Contacts needed on marriage amendment

By Tom Strode - May 31, 2004 - comment

Phone calls and e-mails—lots of them—are needed to move Congress to act on a constitutional amendment to protect marriage, pro-family leaders say.

“During my last trip to Washington, D.C., I spoke to several members of Congress who told me they were not hearing from their constituents about the Federal Marriage Amendment issue,” said Richard Land, president of the Ethics & Religious Liberty Commission. “Unless Southern Baptists and other people of faith want to see a judicially decreed, same-sex ‘marriage’ hegemony imposed on the entire country, they must translate their outrage, conviction and concern into phone calls to their senators, congressmen and the President.

“Unless Washington feels the heat from a groundswell of protest, they won’t see the light, and marriage as we have know it in America will be further imperiled. Same-sex ‘marriage’ shatters the definition of marriage rather than merely expanding it,” as some claim, Land said.
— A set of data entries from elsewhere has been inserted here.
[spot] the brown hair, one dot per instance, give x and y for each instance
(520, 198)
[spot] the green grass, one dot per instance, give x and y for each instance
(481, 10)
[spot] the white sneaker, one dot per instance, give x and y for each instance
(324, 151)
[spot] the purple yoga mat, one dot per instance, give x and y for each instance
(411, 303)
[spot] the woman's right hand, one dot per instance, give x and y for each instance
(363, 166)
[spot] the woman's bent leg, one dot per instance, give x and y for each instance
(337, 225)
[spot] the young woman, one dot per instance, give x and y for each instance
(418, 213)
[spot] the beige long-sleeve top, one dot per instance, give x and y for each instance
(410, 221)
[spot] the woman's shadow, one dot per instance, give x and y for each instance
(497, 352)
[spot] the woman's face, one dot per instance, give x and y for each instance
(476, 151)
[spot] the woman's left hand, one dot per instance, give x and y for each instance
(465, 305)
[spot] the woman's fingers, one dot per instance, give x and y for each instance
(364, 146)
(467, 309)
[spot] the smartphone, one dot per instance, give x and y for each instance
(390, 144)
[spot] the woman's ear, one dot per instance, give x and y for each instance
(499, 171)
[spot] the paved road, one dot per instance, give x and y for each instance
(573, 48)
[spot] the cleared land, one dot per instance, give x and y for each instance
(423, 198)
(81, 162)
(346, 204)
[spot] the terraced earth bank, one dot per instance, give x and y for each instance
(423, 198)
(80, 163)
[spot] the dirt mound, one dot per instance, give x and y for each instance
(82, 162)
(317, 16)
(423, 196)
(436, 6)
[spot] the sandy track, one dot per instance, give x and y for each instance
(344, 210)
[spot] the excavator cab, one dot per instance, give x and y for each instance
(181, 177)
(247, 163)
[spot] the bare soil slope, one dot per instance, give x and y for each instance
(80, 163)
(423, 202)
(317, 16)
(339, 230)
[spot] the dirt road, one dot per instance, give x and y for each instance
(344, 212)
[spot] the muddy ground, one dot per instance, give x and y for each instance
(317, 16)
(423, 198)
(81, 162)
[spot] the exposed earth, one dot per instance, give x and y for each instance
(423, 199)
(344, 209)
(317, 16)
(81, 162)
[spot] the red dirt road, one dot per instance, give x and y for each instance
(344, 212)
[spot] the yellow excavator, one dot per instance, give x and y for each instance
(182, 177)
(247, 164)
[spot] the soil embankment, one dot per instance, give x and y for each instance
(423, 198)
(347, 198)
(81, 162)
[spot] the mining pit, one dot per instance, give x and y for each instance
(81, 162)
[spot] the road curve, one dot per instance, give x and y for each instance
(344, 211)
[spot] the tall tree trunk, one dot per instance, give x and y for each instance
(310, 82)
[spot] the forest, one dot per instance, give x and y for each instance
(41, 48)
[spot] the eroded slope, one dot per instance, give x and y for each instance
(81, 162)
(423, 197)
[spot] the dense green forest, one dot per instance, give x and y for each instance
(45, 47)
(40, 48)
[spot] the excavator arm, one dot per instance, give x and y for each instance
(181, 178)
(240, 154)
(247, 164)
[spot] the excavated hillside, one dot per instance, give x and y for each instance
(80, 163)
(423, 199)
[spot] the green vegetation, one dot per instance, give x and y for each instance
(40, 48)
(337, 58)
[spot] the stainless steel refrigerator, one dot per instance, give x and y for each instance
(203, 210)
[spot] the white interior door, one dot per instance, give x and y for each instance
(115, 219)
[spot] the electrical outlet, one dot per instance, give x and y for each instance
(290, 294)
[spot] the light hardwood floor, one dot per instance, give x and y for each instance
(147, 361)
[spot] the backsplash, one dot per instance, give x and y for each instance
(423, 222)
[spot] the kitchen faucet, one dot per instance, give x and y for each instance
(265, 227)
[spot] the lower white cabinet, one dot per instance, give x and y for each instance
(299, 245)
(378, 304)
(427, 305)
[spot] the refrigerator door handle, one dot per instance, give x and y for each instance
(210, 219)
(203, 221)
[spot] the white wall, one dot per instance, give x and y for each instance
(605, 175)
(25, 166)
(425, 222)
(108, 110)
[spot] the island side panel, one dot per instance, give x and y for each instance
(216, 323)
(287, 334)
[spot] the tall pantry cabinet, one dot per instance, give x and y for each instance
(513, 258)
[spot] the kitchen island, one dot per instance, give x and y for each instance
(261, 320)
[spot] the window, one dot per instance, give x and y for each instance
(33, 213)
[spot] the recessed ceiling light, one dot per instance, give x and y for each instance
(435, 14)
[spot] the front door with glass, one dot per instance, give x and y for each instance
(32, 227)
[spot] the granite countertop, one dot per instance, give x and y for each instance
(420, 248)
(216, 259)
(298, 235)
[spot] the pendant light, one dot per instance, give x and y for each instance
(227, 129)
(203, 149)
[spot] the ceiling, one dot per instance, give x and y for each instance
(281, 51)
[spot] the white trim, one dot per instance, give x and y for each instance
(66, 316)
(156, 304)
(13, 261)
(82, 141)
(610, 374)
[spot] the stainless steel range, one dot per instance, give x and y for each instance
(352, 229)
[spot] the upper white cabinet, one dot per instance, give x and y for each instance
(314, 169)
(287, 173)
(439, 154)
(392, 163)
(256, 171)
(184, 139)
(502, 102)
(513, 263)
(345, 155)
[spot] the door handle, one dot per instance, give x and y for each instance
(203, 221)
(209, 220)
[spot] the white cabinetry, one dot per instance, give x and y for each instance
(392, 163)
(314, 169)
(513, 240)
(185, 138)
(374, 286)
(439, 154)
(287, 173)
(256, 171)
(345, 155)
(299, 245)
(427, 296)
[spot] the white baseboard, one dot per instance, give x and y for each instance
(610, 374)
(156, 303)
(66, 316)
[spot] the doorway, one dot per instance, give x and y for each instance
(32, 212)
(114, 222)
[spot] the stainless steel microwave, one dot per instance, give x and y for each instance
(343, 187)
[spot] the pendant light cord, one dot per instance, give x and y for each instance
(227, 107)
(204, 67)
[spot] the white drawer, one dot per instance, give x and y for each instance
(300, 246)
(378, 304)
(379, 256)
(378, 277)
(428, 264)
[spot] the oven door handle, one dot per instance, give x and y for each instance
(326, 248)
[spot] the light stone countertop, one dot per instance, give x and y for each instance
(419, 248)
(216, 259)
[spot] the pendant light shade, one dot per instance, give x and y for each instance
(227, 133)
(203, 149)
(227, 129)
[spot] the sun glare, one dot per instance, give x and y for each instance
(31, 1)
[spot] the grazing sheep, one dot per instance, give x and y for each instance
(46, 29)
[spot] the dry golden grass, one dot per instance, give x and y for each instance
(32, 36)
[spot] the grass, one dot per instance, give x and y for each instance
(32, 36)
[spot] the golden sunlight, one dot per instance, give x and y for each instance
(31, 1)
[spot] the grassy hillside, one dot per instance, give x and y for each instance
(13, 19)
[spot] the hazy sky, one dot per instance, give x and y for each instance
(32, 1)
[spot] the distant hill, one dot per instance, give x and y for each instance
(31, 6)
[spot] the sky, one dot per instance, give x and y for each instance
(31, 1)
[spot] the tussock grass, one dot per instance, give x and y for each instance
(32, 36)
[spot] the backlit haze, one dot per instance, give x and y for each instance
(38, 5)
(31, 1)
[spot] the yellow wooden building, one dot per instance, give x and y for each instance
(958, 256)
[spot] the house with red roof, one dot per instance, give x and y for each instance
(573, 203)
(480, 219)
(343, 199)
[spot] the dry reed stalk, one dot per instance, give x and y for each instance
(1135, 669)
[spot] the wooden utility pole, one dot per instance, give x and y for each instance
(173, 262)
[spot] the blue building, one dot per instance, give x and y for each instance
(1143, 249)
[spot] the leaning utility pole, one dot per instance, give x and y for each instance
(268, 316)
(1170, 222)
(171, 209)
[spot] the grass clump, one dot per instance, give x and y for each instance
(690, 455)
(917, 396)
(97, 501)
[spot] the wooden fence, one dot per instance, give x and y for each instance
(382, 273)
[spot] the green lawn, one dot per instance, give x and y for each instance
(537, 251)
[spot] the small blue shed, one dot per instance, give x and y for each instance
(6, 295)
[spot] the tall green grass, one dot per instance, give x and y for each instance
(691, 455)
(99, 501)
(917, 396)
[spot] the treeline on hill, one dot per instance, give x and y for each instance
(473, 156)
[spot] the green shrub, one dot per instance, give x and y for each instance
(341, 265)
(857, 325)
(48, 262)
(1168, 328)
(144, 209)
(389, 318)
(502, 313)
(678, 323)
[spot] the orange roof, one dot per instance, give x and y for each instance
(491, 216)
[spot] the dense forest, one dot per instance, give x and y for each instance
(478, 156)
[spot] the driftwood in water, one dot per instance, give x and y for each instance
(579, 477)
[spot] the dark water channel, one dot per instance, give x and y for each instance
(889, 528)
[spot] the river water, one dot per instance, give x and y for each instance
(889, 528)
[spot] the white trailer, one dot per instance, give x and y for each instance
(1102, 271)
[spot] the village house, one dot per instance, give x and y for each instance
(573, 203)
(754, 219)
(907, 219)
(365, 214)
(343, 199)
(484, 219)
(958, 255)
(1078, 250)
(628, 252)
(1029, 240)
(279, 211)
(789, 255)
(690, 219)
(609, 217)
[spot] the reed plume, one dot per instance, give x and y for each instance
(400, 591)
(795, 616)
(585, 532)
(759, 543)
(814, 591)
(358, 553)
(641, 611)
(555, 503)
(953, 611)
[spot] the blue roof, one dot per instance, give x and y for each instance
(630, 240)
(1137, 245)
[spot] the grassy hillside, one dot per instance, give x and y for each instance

The reality of state-sanctioned marriage for homosexuals hit the country May 17, when a Massachusetts high court ruling legalizing same-sex “marriage” went into effect. Opponents are concerned out-of-state couples will return home and seek recognition of their “marriages” in their states, setting up the possibility of such unions being legal throughout the country.

The solution, the ERLC and other organizations have been saying since last year, is a constitutional amendment that defines marriage as only the union of a man and a woman. The Federal Marriage Amendment, S.J. Res. 30 in the Senate and H.J. Res. 56 in the House of Representatives, is the vehicle the ERLC and most other pro-family groups have endorsed.